使用INTRABEAM系统的术中放射治疗（IORT）在胶质母细胞瘤治疗中显示出前景。然而，由于使用的低能量光子和大脑组织的异质性，精确的剂量测定仍然具有挑战性。目前的临床实践依赖于TARGIT方法，但更可靠的方法，包括TG-43形式化和蒙特卡罗（MC）模拟，值得研究剂量计算精度的潜在改进。目的评价利用INTRABEAM系统计算胶质母细胞瘤治疗中IORT剂量的TG-43剂量学形式，并将其与TARGIT方法和MC模拟进行比较。方法分析INTRAGO试验中20例患者的剂量分布。利用全局/局部剂量差和γ分析（1%/1mm），对水中MC模拟（MC w ${\rm MC}_{\rm w}$）验证了TG-43的形式。使用TG-43、TARGIT、MC w ${\rm MC}_{\rm w}$和异质培养基中的MC （MC het ${\rm MC}_{\rm het}$）计算器官危险（OAR）剂量。评估IORT和外束放疗（EBRT）联合剂量。结果TG-43与MC w ${\rm MC}_{\rm w}$吻合良好，gamma通过率为98.0%。总体平均剂量差为0.07%±0.29%，TG-43与MC w ${\rm MC}_{\rm w}$相比略高估剂量。对于以TG-43为参考的OAR剂量比较，TARGIT低估了0.1%-1.7%的剂量，而MC het ${\rm MC}_{\rm het}$在骨结构附近显示出更大的差异（视神经高达1.9%±$ $ pm$ 1.4%）。IORT+EBRT联合分析显示，与目前的临床实践相比，更多的OAR约束违规。TG-43的计算时间（平均0.6 s）明显短于MC模拟（在计算集群上16-18 h）。结论TG-43公式在胶质母细胞瘤治疗中IORT剂量计算的准确性和计算效率之间提供了合理的折衷。与TARGIT相比，它提供了更高的准确性，同时明显更快，因此在术中使用比完整MC模拟更可行。实施经过验证的体积剂量计算方法，如TG-43，有可能提高IORT治疗计划和OAR剂量评估的准确性。

本文章由计算机程序翻译，如有差异，请以英文原文为准。

求助全文

约1分钟内获得全文求助全文

来源期刊

Medical physics 医学-核医学

CiteScore

6.80

自引率

15.80%

发文量

660

审稿时长

1.7 months

期刊介绍： Medical Physics publishes original, high impact physics, imaging science, and engineering research that advances patient diagnosis and therapy through contributions in 1) Basic science developments with high potential for clinical translation 2) Clinical applications of cutting edge engineering and physics innovations 3) Broadly applicable and innovative clinical physics developments Medical Physics is a journal of global scope and reach.
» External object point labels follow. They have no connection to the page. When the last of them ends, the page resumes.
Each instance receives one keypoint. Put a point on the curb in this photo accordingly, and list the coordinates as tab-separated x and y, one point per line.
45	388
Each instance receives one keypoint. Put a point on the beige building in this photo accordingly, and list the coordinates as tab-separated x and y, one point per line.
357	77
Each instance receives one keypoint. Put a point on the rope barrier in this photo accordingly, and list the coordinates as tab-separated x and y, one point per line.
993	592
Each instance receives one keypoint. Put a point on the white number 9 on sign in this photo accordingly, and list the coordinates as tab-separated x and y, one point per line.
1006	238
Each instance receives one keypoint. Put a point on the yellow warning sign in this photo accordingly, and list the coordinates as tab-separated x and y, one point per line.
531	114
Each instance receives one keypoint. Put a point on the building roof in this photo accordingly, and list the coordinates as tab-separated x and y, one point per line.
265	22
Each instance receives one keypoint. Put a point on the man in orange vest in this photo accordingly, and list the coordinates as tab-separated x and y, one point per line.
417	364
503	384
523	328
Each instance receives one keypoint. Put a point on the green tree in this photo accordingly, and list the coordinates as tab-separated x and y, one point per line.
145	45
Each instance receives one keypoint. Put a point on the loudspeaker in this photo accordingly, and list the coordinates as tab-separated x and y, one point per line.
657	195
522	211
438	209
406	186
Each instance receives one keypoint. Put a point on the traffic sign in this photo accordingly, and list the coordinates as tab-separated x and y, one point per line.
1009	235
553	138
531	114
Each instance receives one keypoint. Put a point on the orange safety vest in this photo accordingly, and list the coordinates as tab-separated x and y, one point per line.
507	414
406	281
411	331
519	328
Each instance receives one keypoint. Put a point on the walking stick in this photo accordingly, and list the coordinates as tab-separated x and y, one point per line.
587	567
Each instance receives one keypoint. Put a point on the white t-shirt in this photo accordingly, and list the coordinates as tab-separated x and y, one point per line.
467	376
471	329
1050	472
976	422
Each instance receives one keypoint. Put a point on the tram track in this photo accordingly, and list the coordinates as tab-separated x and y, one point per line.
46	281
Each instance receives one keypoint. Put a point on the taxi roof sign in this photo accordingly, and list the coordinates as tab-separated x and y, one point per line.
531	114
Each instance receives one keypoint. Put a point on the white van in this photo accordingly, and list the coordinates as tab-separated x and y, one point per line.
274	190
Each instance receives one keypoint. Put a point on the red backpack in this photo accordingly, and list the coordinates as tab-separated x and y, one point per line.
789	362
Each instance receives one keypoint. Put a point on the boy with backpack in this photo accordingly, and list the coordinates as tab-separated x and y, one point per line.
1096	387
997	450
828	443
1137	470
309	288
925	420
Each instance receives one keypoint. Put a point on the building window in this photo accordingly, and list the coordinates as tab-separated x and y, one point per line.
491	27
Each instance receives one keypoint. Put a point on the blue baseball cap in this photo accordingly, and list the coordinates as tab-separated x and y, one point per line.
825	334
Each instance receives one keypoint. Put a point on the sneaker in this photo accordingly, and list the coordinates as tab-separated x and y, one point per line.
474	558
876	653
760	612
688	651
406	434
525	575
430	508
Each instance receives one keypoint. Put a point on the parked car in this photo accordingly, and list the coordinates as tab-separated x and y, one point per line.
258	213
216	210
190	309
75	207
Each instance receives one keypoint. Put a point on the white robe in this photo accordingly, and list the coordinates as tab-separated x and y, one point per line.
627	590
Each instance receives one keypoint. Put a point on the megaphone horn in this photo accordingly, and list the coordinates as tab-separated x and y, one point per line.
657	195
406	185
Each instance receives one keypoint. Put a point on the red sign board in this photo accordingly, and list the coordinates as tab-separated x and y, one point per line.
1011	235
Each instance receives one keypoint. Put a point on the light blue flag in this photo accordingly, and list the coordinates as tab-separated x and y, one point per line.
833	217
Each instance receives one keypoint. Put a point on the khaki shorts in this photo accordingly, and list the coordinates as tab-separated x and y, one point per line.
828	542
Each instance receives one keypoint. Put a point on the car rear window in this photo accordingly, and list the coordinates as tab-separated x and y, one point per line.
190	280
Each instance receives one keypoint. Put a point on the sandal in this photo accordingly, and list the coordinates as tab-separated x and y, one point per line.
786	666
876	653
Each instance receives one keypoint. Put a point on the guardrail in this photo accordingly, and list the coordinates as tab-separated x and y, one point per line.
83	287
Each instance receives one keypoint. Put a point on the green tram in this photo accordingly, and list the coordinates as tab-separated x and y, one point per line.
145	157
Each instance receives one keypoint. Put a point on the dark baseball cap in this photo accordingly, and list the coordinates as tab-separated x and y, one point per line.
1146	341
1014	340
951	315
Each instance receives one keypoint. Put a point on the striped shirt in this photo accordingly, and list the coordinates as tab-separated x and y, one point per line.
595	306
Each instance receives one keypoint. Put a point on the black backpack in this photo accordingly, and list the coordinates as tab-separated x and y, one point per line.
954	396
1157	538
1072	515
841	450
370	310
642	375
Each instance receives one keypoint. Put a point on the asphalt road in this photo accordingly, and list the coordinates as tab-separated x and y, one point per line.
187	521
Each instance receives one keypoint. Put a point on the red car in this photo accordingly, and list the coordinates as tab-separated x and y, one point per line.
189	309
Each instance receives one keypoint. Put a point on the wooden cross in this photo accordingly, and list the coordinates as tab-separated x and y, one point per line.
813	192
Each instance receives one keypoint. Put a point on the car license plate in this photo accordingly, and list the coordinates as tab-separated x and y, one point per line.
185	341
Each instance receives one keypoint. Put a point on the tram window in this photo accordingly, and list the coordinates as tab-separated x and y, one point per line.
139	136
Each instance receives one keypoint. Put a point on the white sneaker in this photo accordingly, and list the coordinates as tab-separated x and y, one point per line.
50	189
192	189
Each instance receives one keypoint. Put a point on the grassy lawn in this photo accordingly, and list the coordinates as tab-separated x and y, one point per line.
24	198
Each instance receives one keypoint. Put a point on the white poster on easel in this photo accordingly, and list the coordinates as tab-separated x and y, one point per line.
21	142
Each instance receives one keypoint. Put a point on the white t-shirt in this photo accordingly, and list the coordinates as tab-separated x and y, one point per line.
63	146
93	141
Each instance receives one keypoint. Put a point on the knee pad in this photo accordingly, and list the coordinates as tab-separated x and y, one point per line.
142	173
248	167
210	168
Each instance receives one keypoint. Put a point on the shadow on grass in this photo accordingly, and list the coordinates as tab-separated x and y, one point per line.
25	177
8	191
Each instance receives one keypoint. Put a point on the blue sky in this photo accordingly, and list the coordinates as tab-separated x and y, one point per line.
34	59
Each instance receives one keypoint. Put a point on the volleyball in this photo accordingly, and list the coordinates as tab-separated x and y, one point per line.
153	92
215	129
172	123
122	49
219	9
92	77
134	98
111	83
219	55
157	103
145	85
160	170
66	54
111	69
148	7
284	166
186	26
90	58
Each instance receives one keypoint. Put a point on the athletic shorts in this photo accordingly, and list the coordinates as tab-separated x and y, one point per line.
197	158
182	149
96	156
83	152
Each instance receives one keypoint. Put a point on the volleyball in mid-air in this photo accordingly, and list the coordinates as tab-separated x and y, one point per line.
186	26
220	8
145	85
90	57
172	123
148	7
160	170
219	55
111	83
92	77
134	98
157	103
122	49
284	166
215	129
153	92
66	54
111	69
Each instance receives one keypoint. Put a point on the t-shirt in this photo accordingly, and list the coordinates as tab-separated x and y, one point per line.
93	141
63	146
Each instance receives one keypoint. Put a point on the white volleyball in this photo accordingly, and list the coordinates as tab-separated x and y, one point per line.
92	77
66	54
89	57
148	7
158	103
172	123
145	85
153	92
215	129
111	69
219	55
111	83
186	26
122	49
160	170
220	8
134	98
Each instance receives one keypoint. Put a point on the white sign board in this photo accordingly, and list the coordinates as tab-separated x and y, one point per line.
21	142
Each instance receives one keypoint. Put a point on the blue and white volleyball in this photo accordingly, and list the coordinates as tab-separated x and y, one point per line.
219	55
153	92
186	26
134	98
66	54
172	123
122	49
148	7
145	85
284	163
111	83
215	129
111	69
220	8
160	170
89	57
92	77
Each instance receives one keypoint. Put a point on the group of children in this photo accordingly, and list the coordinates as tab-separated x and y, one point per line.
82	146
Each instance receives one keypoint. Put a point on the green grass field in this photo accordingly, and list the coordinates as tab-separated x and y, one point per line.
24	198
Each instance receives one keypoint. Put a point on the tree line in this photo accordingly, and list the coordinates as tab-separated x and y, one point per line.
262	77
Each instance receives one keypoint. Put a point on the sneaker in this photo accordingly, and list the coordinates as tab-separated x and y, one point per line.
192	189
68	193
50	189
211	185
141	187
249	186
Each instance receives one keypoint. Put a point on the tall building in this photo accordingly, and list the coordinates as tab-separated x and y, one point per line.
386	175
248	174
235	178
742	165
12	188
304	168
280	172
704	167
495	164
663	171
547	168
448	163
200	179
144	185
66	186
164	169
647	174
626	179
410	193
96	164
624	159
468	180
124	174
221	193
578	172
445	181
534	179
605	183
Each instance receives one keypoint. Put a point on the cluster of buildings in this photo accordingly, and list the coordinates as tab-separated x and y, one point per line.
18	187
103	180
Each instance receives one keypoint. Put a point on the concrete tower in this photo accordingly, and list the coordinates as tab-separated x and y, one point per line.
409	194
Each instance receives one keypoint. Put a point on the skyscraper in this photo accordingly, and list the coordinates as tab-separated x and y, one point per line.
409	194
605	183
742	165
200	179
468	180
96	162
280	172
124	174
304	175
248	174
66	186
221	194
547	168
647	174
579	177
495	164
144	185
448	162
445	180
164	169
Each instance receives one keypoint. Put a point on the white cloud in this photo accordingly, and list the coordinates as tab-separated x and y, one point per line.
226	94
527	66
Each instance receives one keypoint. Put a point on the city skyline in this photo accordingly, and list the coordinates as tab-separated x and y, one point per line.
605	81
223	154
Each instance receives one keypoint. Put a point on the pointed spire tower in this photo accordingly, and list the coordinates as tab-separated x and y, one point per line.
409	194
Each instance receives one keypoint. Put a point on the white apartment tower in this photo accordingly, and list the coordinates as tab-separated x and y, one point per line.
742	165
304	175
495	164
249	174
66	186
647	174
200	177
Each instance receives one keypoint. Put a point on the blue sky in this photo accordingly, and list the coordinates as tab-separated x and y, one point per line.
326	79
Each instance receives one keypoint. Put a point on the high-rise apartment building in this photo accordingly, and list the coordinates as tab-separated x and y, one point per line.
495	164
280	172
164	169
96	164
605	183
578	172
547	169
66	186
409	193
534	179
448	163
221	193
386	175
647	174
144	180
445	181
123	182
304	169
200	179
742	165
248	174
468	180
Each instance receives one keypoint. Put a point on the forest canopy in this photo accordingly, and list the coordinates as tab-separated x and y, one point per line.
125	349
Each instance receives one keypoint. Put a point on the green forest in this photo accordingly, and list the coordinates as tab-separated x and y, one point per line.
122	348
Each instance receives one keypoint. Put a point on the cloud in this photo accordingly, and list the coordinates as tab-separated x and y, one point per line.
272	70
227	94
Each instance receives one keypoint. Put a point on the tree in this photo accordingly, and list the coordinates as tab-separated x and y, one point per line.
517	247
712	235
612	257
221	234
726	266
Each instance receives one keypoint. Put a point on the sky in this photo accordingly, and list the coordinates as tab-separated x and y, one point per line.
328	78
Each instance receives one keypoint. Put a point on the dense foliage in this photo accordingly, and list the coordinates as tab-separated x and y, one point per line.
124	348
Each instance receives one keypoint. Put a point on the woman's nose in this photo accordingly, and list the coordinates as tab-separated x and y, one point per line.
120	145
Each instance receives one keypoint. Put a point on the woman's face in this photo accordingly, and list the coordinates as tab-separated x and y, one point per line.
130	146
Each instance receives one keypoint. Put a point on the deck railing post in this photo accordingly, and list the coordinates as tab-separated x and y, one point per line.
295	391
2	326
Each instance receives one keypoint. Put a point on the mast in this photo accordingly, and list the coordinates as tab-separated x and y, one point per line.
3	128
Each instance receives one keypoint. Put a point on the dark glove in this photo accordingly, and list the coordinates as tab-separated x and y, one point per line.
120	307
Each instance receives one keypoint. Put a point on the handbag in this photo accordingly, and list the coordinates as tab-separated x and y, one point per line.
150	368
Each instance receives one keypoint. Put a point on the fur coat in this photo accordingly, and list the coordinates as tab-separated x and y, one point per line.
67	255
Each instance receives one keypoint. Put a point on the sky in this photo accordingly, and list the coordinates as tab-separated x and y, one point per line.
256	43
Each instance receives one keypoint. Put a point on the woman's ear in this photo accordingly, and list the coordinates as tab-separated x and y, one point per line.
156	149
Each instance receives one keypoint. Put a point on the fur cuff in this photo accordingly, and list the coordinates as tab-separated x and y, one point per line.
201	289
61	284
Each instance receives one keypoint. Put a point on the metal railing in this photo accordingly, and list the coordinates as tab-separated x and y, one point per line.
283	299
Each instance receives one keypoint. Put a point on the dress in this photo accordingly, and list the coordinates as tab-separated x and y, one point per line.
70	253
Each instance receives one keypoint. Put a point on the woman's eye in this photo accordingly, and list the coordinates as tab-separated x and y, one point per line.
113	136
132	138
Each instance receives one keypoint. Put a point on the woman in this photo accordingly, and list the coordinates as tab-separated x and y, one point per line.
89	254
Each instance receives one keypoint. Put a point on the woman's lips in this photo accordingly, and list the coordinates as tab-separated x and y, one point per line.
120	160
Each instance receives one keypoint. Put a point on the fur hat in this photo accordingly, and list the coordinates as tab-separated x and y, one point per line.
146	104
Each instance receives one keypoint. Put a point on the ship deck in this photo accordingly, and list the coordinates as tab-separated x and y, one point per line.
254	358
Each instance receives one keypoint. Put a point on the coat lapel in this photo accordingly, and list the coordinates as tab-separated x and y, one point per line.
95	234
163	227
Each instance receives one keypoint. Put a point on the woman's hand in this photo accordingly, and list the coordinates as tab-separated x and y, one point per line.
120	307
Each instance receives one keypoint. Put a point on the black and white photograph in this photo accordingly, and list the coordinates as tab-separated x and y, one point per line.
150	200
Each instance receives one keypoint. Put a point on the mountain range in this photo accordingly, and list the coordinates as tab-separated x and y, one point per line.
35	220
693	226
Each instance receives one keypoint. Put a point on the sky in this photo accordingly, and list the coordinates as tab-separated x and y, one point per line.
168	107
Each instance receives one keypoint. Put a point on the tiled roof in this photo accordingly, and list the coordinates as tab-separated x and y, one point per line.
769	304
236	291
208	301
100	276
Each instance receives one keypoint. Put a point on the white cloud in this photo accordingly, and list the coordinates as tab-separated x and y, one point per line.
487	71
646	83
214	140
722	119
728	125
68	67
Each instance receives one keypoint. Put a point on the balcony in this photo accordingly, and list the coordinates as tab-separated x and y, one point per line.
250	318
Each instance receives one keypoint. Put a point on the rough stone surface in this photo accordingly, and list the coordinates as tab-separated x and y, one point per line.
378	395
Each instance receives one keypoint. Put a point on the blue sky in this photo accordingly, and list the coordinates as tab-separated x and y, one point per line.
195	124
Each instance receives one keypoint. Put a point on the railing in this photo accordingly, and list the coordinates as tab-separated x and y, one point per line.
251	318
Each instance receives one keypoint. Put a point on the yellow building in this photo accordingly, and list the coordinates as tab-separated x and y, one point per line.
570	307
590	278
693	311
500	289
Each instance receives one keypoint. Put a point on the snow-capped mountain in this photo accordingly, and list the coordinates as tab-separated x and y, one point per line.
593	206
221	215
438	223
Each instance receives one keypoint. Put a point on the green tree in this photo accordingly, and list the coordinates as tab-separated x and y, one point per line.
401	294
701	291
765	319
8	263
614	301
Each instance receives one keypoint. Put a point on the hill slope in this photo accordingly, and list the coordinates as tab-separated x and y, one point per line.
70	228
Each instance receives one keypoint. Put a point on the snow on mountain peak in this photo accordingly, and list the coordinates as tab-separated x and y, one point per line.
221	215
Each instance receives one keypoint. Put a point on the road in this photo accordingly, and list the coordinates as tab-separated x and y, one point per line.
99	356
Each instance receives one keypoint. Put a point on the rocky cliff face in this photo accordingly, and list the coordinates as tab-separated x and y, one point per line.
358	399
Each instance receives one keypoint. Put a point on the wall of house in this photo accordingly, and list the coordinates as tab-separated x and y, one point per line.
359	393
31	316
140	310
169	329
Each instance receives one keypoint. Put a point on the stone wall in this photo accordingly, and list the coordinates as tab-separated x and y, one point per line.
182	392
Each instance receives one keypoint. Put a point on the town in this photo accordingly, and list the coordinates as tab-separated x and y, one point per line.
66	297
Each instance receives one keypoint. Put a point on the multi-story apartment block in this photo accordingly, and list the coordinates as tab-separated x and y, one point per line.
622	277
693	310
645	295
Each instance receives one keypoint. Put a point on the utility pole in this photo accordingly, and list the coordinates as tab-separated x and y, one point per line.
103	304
By publishing in Medical Physics your research will reach an international, multidisciplinary audience including practicing medical physicists as well as physics- and engineering based translational scientists. We work closely with authors of promising articles to improve their quality.